Aggregators (start here for the snapshot)

  • Artificial Analysis — closest thing to a canonical comparison dashboard. Composite Intelligence Index, speed (tok/s), TTFT, price, context length, side-by-side for ~every API model. Simon Willison routinely links it in release roundups as a starting point.
  • LiveBench — contamination-resistant aggregate, refreshed monthly. Covers reasoning, math, coding, language, instruction following, data analysis.
  • llm-stats.com — useful cross-section of public benchmarks per model.

Revealed preference (what people/apps actually pick)

  • OpenRouter rankingsKarpathy’s explicit recommendation. Real production apps routing real tokens, with private evals and money on the line. He called it “very difficult to game” because the signal is tokens spent, not votes cast. (Karpathy on X)
  • LMArena — blind human pairwise votes, Elo-ranked. Historically canonical for “feel” but increasingly distrusted: see the Leaderboard Illusion paper. Karpathy soured on it after Gemini scored #1 but felt worse than alternatives in daily use, while Claude 3.5 felt top-tier and ranked low. Willison flagged Meta testing 27 Llama 4 variants and only shipping the winner as evidence of selective-disclosure gaming.

Task-specific leaderboards

Your own evals (the only signal that actually matters)

Simon Willison’s consistent line on his evals tag: the eval that matters is the one you write for your task. 10–20 prompts from your real workload, run blind across candidates, ranked by you. No public leaderboard substitutes for this.

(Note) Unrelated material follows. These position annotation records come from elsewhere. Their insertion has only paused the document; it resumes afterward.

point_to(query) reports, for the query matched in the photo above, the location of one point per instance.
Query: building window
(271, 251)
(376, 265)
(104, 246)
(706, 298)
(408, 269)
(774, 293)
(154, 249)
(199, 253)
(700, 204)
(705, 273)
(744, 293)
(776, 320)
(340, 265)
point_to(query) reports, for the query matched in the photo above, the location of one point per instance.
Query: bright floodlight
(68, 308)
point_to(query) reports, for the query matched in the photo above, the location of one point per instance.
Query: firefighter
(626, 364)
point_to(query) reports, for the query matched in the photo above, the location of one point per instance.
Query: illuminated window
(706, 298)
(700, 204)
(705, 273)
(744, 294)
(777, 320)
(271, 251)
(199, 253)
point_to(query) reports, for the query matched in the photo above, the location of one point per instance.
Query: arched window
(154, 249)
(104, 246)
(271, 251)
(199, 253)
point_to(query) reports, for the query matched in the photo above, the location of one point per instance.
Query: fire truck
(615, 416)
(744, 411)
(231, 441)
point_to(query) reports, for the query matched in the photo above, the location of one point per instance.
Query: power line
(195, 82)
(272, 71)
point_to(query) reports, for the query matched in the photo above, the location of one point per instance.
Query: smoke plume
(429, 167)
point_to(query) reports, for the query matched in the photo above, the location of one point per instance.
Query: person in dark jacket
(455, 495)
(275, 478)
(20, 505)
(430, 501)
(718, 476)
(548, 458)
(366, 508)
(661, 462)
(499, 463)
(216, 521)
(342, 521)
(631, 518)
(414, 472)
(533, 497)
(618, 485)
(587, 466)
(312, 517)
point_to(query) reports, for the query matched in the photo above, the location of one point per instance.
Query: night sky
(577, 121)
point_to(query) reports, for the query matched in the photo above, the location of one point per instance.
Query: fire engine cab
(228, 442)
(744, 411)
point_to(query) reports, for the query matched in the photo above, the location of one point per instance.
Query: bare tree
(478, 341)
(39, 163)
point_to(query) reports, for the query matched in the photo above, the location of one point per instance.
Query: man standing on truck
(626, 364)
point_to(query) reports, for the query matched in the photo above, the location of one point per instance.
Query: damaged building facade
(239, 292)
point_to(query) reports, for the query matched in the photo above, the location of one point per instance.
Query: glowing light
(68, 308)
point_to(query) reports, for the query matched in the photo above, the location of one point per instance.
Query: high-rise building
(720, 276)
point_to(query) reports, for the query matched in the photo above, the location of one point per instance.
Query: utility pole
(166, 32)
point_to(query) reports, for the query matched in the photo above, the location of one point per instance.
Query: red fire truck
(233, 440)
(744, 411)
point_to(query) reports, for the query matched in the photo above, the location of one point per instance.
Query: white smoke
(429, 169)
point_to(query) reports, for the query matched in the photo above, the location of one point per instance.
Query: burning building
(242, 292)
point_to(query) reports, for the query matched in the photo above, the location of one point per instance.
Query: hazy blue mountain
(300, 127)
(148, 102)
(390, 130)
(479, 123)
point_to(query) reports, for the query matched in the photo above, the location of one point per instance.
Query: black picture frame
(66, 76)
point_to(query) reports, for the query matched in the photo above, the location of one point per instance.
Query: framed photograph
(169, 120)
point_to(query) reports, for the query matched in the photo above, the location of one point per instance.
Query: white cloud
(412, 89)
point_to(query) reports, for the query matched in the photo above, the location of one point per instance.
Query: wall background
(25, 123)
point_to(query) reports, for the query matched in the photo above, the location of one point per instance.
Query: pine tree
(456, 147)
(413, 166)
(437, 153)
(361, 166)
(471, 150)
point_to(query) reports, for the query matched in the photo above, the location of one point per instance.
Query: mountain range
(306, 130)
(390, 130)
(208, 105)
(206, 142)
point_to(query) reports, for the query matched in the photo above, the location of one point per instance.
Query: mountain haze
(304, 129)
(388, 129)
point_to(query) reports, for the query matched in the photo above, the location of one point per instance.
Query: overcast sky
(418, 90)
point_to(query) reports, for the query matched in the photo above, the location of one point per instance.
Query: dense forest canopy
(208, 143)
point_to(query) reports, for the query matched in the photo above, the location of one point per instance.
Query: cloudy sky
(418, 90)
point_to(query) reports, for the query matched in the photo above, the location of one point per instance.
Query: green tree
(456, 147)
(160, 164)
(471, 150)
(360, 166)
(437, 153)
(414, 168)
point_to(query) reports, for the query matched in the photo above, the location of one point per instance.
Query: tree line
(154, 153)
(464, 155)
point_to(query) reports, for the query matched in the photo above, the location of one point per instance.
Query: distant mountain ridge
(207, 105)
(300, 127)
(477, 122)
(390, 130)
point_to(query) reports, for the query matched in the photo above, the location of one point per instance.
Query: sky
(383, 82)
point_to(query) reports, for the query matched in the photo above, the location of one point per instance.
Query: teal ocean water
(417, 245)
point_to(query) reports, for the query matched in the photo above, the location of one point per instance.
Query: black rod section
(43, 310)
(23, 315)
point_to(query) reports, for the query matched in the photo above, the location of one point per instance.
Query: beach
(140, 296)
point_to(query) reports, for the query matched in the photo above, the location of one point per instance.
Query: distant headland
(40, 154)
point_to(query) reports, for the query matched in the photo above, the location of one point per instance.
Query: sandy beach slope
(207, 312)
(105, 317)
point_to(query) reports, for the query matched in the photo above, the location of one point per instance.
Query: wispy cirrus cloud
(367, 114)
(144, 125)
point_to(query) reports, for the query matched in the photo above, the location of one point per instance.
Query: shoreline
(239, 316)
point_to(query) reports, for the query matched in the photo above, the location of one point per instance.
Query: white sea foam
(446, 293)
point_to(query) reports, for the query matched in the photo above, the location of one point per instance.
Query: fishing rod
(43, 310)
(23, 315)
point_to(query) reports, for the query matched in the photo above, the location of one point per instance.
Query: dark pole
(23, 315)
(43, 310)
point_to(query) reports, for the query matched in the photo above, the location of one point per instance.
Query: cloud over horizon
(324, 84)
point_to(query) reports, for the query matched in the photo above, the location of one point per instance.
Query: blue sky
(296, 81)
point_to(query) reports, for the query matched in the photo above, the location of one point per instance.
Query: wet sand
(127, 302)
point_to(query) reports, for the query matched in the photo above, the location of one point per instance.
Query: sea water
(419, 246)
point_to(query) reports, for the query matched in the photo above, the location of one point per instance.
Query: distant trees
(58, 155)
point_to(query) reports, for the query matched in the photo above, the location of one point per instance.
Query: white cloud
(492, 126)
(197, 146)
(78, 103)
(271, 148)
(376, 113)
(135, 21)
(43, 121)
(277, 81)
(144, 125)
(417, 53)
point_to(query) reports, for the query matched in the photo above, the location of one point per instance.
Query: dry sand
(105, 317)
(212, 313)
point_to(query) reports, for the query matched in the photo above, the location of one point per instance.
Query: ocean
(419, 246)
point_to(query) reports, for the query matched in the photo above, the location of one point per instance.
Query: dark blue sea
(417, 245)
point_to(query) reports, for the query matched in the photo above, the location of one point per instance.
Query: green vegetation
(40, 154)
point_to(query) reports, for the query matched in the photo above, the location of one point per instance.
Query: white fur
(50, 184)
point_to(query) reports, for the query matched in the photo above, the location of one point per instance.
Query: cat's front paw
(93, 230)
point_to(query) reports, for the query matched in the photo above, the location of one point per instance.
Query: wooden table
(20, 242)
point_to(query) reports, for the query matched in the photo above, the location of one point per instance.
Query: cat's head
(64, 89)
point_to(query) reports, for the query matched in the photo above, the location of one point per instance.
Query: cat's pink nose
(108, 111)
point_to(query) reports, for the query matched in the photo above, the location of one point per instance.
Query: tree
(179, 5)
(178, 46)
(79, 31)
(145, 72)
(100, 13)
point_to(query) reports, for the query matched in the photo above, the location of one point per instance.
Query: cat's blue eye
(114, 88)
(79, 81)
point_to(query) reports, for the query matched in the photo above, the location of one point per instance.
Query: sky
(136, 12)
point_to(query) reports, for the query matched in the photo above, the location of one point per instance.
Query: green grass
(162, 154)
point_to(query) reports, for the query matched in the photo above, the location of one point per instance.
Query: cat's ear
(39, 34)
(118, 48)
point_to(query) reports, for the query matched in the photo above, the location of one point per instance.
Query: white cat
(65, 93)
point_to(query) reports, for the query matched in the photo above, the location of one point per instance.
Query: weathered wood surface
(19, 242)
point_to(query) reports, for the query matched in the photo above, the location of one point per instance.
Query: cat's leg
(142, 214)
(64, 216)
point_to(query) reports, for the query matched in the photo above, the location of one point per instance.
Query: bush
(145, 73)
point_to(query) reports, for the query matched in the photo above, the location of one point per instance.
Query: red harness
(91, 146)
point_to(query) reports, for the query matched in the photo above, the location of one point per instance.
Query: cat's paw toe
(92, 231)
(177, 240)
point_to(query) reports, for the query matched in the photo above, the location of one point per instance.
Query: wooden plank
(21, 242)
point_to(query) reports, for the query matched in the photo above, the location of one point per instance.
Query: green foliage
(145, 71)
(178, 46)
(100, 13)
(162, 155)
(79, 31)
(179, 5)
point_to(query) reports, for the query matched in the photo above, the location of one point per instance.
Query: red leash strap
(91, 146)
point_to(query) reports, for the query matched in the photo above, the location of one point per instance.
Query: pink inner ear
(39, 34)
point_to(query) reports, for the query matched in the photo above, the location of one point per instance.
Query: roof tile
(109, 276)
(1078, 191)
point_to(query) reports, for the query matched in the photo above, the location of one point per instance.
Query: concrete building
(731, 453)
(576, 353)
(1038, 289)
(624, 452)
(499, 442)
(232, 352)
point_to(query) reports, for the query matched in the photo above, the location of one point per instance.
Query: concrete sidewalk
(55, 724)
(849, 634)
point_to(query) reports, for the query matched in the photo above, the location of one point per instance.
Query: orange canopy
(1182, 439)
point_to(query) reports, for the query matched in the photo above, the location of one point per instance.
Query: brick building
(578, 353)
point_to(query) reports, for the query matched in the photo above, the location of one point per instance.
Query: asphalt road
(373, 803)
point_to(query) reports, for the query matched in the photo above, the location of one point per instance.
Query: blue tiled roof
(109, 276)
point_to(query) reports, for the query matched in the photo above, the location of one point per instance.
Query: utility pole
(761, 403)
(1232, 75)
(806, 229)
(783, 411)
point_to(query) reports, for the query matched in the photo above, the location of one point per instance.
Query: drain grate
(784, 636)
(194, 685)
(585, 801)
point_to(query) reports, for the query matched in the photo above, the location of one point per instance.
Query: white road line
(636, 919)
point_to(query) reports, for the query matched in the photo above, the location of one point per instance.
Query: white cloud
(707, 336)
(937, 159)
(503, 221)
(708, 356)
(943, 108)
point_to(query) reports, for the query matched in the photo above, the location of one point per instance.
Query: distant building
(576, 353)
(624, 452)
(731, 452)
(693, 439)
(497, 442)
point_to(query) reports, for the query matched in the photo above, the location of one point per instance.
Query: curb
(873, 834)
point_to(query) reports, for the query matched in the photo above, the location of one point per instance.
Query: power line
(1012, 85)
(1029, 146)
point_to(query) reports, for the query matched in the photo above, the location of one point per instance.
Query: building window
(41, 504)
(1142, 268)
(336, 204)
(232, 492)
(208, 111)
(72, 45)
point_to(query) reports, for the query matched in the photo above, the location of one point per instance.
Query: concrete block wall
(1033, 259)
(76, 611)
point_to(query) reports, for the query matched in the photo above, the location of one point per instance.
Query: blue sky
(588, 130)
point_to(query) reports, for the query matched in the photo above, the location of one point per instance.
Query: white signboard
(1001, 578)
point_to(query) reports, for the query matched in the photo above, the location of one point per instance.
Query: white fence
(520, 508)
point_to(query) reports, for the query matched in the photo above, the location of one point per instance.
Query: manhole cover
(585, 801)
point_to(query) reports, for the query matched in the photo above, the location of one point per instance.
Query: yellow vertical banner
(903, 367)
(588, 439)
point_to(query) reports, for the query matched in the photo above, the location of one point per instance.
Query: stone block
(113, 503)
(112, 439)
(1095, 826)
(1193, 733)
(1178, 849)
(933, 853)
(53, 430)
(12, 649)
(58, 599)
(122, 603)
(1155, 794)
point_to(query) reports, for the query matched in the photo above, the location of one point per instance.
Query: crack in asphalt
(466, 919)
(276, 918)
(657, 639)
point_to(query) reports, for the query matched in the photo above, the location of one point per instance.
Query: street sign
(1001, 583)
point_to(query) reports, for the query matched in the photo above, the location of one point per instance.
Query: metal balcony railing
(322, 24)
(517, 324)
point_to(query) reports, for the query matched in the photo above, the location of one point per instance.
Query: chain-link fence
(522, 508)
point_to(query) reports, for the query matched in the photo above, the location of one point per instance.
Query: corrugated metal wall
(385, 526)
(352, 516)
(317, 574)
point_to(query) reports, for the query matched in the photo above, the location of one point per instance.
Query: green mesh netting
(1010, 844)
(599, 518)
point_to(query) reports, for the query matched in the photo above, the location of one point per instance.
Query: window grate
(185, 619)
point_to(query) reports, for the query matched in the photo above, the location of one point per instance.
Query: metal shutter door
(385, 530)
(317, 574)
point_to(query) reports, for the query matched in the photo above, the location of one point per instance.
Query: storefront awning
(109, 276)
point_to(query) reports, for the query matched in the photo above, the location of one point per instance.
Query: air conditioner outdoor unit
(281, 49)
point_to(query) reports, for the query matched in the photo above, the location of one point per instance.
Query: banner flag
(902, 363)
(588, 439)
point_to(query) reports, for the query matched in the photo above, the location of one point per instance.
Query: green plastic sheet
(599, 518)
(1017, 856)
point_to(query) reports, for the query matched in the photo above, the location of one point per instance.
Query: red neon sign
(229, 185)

A litellm proxy (or similar OpenAI-compatible router) makes this trivial: same code path, swap the model ID, same harness scores them all.

Implications

  • Practical workflow: Artificial Analysis for the 30-second snapshot → OpenRouter rankings to cross-check with revealed preference → task-specific leaderboard (SWE-bench, Aider, BFCL) for your use case → your own eval set on real prompts.
  • The Karpathy view (revealed preference) and Willison view (your own evals) aren’t in conflict. They’re the same idea at different scales: aggregate-revealed-preference vs. personal-revealed-preference. Both sidestep gameable benchmarks by anchoring on real usage.
  • Treat aggregators as a filter to pick 3–4 candidates, not a verdict. Always finish with your own eval.
  • A leaderboard you can game with selective disclosure (publish 1 of 27 variants) is fundamentally different from a leaderboard you can only game by getting users to actually pay for tokens.

Questions

  • Will OpenRouter rankings stay un-gameable as more usage flows through it? (At some point the incentive to game it grows.)
  • Is there a public leaderboard that weights revealed preference + objective benchmarks + human preference into one score?
  • How do you build a personal eval set efficiently without spending a week on it? (Probably: log real prompts for a week, sample 20.)